I always enjoy sparking interest or excitement in a child when it comes to engineering - almost as much as I love the chance to help out an old friend. Did you create any cool builds this year for your kids, or even someone else’s? Was it due to an interest they showed in something, or an interest you were trying to pique in them? We always love to hear what our products are being used for out in the wild, so drop us a note in the comments and let up know what you've made that sparked wonder in the eyes of a child! Happy Hacking!
That's a neat project! I hope the young man finds it intriguing and will further his knowledge in STEM!
Being an Engineer (with >40 years experience), one of the things I've always found a bit irksome is that elevators that serve only two floors always seem to have two buttons (in the car), one for each floor, when they really only need one labeled something like "Change Floor" or "Other Floor". The only time I saw something like this was in 2002 in London, England, at the Stanstead Airport -- the single button was labeled "Operate Lift".
Oh, yes: I've heard that something like 70 to 80% of the "close door" buttons aren't connected to anything -- they're there just to give the passengers "warm fuzzies". Other buttons, such as "open door" and "emergency call", though, do actually do something. (I have noticed that the "close door" buttons in elevators in senior living facilities actually are functional.)
And yes, I believe that the glass is neither half full nor half empty but twice as large as it needs to be! ;-)
The notion that 70 or 80% of close door buttons are not connected is false. the open door and close door buttons are part of firefighter operation of the elevator, just because they don't appear to do anything under normal operation (They are programmed not to) does not mean they are disconnected.

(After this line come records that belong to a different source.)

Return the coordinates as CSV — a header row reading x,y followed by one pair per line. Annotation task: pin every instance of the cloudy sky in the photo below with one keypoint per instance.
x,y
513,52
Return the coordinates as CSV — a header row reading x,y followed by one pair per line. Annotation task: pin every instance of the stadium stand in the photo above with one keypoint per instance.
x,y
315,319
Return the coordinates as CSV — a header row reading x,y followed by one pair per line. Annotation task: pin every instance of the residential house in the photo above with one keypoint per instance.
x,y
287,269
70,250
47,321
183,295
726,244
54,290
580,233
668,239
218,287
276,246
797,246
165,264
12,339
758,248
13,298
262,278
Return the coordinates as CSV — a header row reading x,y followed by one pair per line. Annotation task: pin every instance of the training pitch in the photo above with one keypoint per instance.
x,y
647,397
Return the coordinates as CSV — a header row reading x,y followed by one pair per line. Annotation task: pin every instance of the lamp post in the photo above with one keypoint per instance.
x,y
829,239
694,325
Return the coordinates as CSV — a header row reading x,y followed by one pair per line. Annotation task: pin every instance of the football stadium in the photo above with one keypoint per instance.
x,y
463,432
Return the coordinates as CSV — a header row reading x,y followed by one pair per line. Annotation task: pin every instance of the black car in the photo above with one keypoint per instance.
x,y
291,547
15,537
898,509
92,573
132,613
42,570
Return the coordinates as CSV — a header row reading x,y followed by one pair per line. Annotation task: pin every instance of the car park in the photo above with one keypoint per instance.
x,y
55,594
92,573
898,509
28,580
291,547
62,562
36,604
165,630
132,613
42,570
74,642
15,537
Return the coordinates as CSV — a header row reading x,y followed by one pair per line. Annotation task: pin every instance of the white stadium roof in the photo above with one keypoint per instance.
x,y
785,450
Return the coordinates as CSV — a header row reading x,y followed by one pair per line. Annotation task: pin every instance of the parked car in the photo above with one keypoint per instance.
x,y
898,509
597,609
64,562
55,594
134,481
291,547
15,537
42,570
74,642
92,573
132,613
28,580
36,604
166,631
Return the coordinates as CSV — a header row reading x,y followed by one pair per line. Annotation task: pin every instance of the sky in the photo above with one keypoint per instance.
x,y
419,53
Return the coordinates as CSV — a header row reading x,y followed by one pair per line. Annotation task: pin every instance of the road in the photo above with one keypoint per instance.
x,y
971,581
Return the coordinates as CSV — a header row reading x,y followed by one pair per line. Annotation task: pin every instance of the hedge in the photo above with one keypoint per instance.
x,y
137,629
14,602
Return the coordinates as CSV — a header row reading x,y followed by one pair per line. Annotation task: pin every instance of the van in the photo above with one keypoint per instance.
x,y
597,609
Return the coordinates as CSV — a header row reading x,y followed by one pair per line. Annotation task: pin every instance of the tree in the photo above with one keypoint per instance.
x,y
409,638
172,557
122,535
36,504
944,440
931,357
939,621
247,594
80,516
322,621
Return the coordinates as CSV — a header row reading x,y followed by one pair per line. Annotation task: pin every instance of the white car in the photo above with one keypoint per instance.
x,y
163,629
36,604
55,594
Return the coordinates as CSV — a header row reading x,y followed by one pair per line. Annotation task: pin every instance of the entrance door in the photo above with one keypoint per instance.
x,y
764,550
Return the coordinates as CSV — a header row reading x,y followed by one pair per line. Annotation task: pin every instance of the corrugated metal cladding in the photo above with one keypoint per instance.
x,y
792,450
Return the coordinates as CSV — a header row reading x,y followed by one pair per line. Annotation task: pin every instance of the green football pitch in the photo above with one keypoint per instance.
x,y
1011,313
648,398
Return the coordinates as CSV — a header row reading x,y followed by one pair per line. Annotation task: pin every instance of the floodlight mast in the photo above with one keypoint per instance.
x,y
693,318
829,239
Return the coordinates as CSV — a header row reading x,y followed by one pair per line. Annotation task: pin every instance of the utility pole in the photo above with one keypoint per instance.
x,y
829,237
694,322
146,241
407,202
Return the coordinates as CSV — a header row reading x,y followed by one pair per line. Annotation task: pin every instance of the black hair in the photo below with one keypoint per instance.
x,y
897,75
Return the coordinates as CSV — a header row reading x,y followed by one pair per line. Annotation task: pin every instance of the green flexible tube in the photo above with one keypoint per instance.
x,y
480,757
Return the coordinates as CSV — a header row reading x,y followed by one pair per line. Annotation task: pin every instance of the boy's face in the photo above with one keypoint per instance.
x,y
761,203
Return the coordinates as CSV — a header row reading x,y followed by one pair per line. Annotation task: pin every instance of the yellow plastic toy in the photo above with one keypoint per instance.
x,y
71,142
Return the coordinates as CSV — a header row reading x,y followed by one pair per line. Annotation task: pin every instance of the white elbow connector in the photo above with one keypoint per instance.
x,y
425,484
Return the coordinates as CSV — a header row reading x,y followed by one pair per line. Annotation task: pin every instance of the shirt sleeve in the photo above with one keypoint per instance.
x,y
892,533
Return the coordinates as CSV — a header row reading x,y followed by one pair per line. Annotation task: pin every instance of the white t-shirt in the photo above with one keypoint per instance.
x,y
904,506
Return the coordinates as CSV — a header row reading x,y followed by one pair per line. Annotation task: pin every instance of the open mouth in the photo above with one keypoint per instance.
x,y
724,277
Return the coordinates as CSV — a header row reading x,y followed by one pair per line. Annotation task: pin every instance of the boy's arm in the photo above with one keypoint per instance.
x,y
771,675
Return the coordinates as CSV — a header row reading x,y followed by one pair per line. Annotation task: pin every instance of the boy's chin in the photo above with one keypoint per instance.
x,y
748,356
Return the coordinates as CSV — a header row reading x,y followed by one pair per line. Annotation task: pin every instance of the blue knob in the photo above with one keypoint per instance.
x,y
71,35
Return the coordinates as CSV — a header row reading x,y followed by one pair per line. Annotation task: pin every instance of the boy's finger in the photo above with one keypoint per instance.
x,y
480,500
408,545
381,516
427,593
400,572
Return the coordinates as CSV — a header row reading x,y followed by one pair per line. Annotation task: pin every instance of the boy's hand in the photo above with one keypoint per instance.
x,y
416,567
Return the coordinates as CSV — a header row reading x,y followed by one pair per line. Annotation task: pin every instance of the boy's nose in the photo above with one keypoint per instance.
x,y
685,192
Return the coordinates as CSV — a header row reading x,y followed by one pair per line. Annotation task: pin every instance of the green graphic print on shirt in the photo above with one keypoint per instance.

Thank you for elevating my knowledge! Still, the programming to ignore the button makes it useless other than to give "warm fuzzies" to the impatient.
The thought comes to mind, though, is that I wonder how often the elevators get tested in the "firefighter operation" mode? I've been told that here in Arizona at least (in senior living facilities) the "emergency phone" and "alarm" buttons have to be tested at least every 6 months, but I don't know about sticking the key into the "firefighter operation" switch.
On a vaguely related topic, a lot of people aren't aware that (at least here in the U.S.) every escalator has an "emergency stop" button at both ends, usually located near the floor at the entry/exit points. I don't recall how I became aware of it (observation, maybe?) but a few decades ago I witnessed someone falling on an escalator, and I ran over and punched the button. There were many other witnesses who were closer, but none seemed to be aware of the button.
I've made a garage door opener that worked not only using limit switches but on time. The door has a certain time to go from open to shut (or vice versa) and if it doesn't hit the limit switch within that time frame it stops the door.
That's what I was wondering about. Using a limit switch doesn't provide any safety if the switch breaks. What adds safety is the redundancy of comparing time and a limit switch, and throwing a flag if they don't agree. Nicely done on the garage door opener.
What? No video of it working?! This is super cool and we need to see it in action!!!!
Here's the thing... Sometimes (especially in my world) a deadlines arrives before the code is quite finished. I will post a link to the video here in the comments once I get it done and posted!
Indeed! Just a short video, please!
When my daughter was in 5th grade, her teacher assigned a very open-ended science fair project, and after some brainstorming she wanted to make a GPS tracker that she could attach to her belongings that she called the “GPS Tracker For When Your Little Brothers Hide Your Stuff.”
It was a great lesson for her in design and budget constraints, and she came out the other end with a HUGE appreciation for the complexities of electronics design and coding. And in the end we almost got the darned thing to work!!
It's probably worth noting that real elevators use limit switches for the exact same reasons. "Public safety" is the grown-ups' version of "kid friendly."